What’s a bit strange about the Rangers is the goaltending situation. Henrik Lundqvist is not his usual self and is being outplayed on the stat sheet by backup Martin Biron. Do the Rangers stick with their stalwart in net or does Lundqvist lose a significant number of his typical 70-some starts to Biron?
Pittsburgh Penguins (12-8-2, 26 points)
It’s been an up and down season so far for the Penguins. This offseason, GM Shero built a very strong group of defensemen on paper despite losing Sergei Gonchar, but it’s been tough to job how good they’ve actually been because they’ve been mired in injuries. Despite Kris Letang’s breakout offensive season, the group has struggled at times. Players like Letang and Alex Goligoski may be able to bring some good offensive potential, but if they’re not playing like good defensemen, there could be some problems. But maybe they’ve begun to tighten things up given their recent success they’ve achieved.
The most interesting story out of the Pens has been the goaltending, like the Rangers. Marc-Andre Fleury started out the season about as bad as he could. He couldn’t buy the Pens a win, let alone steal one. Fortunately for the Pens, Brent Johnson played out of his mind in the beginning of the season, and has himself a nice record of 6-2-1 with excellent personal numbers to go along. Fleury’s picked up his pace since his poor start, but being such a hot and cold goalie throughout his career, would coach Dan Bylsma hesitate to hand the starting job to Johnson for awhile? How long of a leash does Fleury have now that they know that someone can play pretty well behind him?
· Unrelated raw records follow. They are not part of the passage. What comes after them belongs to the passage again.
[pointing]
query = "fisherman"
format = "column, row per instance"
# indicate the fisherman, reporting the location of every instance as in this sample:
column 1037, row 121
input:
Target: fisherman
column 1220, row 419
If the defense sorts itself out, the goaltending is decent enough, and Crosby does as Crosby does, the Pens will do as they have in the past few years.
Philadelphia Flyers (14-6-2, 30 points)
All’s been very well in Flyerdom so far this season. They’re tied for best record in the conference with the Capitals (whom they’ve recently beaten) and have the best goal differential in the entire league (+23). Claude Giroux has continued his breakout since the playoffs last year and Mike Richards is producing at more than a point per game pace. The Briere-Hartnell-Leino line never lost their chemistry from the playoffs. Even if they’re not scoring, they’re pinning the opponent deep in their own zone. Goals have not been a problem for the Flyers.
I sound like a broken record, but the headlines in Philly have been about the goaltending. Sergei Bobrovsky, signed as a free agent from Russia this past May, has taken the hockey world completely by surprise. He owns an excellent 11-3-1 record with a 2.29 GAA and .925 SV% so far and has at times dominated games. And while he’s gotten some nice goal support, he’s kept the team in games when the offense was sputtering in the beginning. But it also wouldn’t be fair to mention how good of a job the defense led by Chris Pronger has done. The pickups of Andrej Meszaros and Sean O’Donnell were severely underrated as both are in the top in the league in +/-…and they’re the third pairing.
This isn’t the first time that the Flyers have started out hot. The challenge will be to keep it up, which they haven’t always been able to do in the past.
Watch Sergei Bobrovsky. Is he the real deal and the anwer to the neverending goalie question for the Flyers or is he the product of an excellent defense in front of him and teams not having much of a scouting report on him?